Su presencia en el organismo pueden presentar serios riesgos para la salud, por lo que comprender cómo viajan en el sistema respiratorio es esencial para la prevención y el tratamiento de enfermedades respiratorias.
En un estudio publicado en la revista Physics of Fluids, investigadores de las universidades a Universidad Tecnológica de Sydney, la Universidad de Western Sydney y la Universidad Tecnológica de Queensland (Australia), la Universidad de Urmia y la Universidad Islámica Azad (Irán) y la Universidad de Comilla (Bangladesh) desarrollaron un modelo computacional de dinámica de fluidos para analizar el transporte y la deposición de microplásticos en la vía aérea superior de los seres humanos.

“Se han encontrado millones de toneladas de estas partículas en el agua, el aire y el suelo. Su producción mundial está aumentando y la densidad de su presencia en el aire está aumentando significativamente -explicó el especialista y uno de los autores del estudio Mohammad S. Islam-. Por primera vez en 2022 los estudios encontraron microplásticos en las profundidades de las vías respiratorias humanas, lo que genera preocupación por los graves peligros para la salud respiratoria”.
El equipo exploró el movimiento de microplásticos con diferentes formas (esféricas, tetraédricas y cilíndricas) y tamaños (1,6, 2,56 y 5,56 micras, una milésima parte de un milímetro) y en condiciones de respiración lenta y rápida. Estas partículas tendían a acumularse en puntos calientes en la cavidad nasal y la orofaringe, o en la parte posterior de la garganta.

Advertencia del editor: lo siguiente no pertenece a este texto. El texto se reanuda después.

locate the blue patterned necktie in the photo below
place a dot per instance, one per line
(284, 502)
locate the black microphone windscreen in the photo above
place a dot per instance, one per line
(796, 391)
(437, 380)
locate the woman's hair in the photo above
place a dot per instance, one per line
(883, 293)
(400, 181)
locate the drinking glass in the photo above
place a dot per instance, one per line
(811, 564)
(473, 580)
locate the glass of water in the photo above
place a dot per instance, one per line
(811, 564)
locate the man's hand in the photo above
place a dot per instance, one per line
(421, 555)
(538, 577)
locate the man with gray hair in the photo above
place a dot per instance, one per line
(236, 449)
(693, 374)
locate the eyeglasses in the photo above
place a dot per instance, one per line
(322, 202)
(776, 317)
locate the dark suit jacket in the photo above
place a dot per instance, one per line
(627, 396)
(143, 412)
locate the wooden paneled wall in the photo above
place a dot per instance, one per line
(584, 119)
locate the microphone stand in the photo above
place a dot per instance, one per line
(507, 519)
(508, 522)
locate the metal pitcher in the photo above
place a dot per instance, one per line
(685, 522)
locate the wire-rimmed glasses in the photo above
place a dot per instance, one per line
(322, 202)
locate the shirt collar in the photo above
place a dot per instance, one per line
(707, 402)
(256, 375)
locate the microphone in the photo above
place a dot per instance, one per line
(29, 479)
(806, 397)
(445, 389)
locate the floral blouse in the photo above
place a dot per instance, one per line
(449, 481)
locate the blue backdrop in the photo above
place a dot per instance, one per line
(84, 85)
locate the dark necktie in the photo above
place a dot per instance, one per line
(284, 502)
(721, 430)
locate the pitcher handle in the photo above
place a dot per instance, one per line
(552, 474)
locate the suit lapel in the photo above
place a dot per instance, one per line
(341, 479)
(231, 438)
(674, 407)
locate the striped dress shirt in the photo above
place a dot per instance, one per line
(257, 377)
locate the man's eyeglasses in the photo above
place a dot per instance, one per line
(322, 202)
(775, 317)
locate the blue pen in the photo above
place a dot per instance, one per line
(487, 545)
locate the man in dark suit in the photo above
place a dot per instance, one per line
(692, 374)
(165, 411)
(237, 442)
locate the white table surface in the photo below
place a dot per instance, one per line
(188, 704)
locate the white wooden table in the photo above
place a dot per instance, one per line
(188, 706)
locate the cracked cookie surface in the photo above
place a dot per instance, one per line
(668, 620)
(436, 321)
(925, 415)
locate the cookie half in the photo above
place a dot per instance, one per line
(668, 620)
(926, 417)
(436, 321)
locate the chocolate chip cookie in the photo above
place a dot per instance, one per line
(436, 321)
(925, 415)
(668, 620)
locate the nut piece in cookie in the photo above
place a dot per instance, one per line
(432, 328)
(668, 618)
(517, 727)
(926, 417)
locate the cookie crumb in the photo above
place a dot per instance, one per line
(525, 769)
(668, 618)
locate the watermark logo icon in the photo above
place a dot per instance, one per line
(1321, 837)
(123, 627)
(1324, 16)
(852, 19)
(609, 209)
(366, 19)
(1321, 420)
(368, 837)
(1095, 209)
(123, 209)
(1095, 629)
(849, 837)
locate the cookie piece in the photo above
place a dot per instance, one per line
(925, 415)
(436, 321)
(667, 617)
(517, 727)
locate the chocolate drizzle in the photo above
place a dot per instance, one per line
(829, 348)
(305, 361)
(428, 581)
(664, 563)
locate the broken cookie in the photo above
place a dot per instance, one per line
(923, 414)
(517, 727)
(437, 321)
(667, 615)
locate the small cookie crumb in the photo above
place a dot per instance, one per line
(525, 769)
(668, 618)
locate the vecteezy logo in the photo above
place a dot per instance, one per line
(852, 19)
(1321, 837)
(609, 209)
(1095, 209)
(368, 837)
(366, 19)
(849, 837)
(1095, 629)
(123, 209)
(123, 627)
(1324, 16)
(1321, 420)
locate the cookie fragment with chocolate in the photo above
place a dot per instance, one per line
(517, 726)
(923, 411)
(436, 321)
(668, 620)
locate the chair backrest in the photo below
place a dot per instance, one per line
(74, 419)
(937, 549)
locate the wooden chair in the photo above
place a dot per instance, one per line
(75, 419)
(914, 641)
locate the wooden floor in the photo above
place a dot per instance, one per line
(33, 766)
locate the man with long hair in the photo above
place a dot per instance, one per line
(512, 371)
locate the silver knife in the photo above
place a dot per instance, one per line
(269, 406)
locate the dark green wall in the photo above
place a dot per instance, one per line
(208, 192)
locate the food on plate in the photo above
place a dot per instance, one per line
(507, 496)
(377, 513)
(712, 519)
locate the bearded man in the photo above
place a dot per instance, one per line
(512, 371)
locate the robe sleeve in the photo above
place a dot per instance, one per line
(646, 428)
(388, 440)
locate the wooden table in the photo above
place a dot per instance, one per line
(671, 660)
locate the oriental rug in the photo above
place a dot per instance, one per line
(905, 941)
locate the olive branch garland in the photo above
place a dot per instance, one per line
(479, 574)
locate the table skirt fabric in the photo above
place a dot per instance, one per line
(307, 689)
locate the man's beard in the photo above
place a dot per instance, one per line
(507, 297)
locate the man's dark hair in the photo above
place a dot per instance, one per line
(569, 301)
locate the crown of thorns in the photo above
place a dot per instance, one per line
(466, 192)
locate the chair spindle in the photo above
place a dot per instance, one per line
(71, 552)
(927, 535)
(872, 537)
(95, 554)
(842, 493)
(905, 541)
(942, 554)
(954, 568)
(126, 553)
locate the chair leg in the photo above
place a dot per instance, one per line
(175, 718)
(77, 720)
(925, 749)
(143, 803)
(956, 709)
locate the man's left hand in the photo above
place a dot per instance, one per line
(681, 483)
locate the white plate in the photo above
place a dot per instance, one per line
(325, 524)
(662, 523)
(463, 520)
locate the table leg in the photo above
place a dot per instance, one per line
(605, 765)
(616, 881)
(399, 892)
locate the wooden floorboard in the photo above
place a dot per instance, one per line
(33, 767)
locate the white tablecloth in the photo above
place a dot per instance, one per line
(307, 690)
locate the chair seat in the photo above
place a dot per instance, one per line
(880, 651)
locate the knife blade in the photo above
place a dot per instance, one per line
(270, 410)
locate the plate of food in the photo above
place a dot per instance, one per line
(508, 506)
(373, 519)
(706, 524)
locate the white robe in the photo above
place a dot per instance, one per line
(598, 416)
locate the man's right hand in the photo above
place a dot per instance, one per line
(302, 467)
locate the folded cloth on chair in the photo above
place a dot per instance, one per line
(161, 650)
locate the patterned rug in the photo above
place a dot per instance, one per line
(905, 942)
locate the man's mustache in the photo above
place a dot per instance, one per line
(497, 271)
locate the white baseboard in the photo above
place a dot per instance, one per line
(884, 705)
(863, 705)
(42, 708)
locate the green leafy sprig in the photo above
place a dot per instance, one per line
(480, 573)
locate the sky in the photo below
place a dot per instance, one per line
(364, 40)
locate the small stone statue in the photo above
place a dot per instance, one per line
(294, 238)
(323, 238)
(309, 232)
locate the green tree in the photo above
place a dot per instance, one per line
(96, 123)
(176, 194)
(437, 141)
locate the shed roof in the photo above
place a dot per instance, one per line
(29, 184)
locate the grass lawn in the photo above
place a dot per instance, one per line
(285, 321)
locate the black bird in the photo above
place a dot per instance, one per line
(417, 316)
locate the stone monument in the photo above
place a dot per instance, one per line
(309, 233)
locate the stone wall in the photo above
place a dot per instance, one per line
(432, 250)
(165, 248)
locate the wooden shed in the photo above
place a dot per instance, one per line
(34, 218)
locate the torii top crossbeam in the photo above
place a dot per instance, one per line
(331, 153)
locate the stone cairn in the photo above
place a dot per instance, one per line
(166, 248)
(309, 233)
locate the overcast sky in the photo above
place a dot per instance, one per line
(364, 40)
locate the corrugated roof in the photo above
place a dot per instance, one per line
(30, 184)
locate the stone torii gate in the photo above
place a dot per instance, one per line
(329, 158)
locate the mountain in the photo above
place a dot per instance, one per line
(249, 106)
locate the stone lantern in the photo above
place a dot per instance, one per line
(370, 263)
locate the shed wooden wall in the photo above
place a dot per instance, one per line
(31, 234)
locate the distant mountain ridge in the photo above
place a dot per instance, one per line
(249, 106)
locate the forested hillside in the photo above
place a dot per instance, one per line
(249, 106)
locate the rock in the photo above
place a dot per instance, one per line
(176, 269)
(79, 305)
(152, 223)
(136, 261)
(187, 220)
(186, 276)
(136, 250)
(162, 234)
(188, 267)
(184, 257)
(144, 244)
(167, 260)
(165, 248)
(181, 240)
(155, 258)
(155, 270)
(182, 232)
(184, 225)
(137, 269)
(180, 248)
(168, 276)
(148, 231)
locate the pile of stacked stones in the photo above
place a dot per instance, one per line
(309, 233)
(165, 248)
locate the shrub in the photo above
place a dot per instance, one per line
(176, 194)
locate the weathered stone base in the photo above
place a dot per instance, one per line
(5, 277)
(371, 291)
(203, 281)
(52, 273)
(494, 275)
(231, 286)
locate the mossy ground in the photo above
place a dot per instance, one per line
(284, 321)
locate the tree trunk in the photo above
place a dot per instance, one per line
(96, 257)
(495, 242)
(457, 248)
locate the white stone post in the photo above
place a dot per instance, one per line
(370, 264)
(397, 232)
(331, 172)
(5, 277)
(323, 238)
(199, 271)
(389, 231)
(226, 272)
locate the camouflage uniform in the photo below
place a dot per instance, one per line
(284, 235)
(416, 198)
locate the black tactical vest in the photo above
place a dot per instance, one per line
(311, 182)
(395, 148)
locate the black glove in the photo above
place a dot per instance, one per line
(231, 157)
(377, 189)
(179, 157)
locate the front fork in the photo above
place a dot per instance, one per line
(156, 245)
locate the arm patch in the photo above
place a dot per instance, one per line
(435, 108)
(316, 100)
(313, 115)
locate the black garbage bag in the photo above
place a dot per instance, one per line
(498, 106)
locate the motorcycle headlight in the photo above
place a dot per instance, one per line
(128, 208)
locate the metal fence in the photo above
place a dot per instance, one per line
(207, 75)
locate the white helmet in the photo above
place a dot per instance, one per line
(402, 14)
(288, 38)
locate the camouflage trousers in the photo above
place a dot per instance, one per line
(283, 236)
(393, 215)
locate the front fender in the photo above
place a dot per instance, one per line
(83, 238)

“La forma anatómica complicada y altamente asimétrica de las vías respiratorias y el complejo comportamiento del flujo en la cavidad nasal y la orofaringe hacen que los microplásticos se desvíen de la línea de flujo y se depositen en esas áreas -explicó Islam-. La velocidad del flujo, la inercia de las partículas y la anatomía asimétrica influyen en la deposición general y aumentan la concentración de la deposición en las cavidades nasales y el área de la orofaringe”
Los especialistas informaron que se observó una mayor tasa de depósito de microplásticos en la cavidad nasal en comparación con la tráquea y otras áreas. Las tasas de flujo, la forma y el tamaño de las partículas influyen en el patrón general de deposición. Una tasa de flujo más alta (30 l/min en el presente estudio) conduce a una menor eficiencia de deposición para todas las formas.

Las condiciones de respiración y el tamaño de los microplásticos influyeron en la tasa general de deposición de ellos en las vías respiratorias. Una tasa de flujo mayor condujo a una menor deposición, y los más grandes (5,56 micras) se depositaron en las vías respiratorias con más frecuencia que sus contrapartes más pequeñas.
Los autores postularon que su estudio destaca la preocupación real de la exposición y la inhalación de estos elementos, particularmente en áreas con altos niveles de contaminación de estos elementos o con fuerte actividad industrial. Esperan que los resultados puedan ayudar a informar sobre los dispositivos de administración de medicamentos específicos y mejorar la evaluación de riesgos para la salud.
“Nuestro documento enfatiza la necesidad de una mayor conciencia sobre la presencia y los posibles impactos en la salud de los microplásticos en el aire que respiramos”, indicó el también autor de la investigación YuanTong Gu. En el futuro, los investigadores planean analizar el transporte de microplásticos en un modelo de pulmón completo específico del paciente a gran escala que incluye parámetros ambientales como la humedad y la temperatura.
La investigación se completó con los aportes de Mizanur Rahman, Puchanee Larpruenrudee, Akbar Arsalanloo, Hamidreza Mortazavy Beni, Maryland Ariful Islam y Émilie Sauret.